CIF: Small: An Integrated Framework for Distributed Source Coding and Dispersive Information Routing
University Of California-Santa Barbara, Santa Barbara CA
Investigators
Abstract
Distributed source coding and routing are strongly motivated by high density sensor networks with promising applications in numerous scientific and engineering disciplines, where it is critical to minimize resource requirements for data communication. This research project stems from the observation that traditional separate treatment of distributed coding and routing is only optimal under strict simplifying assumptions that are often invalid. Major theoretical and practical challenges emerge once these simplifying assumptions are removed, including derivation of the fundamental performance bounds, and optimal practical system design. The degree to which distributed source coding will be practically applicable to future network environments, crucially depends on the development of such technology.

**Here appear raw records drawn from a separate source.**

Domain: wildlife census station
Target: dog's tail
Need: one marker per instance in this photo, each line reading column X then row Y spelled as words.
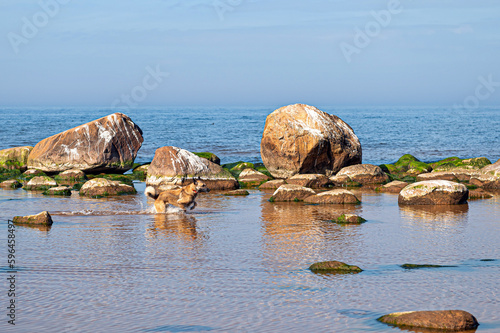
column 151, row 192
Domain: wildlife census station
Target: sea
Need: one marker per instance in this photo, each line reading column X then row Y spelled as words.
column 240, row 264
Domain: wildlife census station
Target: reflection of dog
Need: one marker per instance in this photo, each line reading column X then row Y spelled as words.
column 182, row 197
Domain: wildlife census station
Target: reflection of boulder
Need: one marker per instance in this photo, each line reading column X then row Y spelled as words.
column 181, row 224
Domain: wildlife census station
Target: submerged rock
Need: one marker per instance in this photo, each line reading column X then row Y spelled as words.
column 309, row 180
column 101, row 187
column 15, row 158
column 434, row 192
column 334, row 267
column 108, row 144
column 176, row 166
column 42, row 218
column 450, row 320
column 289, row 192
column 364, row 174
column 302, row 139
column 338, row 196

This research project formalizes the tradeoffs that underlie distributed coding of sources with information routing over multiple sink networks, and develops system paradigms that allow joint optimization. Having established that optimality requires the ability to disperse fragments of a source information to various sinks, and to allow related but unrequested sources to convey information to any particular sink, this research develops the "dispersive information routing" paradigm and its integration within the distributed coding system. The main research thrusts include: foundation and performance bounds (derivation of the theoretical foundation from source coding, estimation and information theory principles); joint encoder-router-decoder design (development of efficient optimization tools for joint design of all system components); distributed storage (advances on the closely related problem of data storage and retrieval on a network); large scale distributed coding (eliminating the main complexity bottlenecks for distributed coding in very dense sensor networks).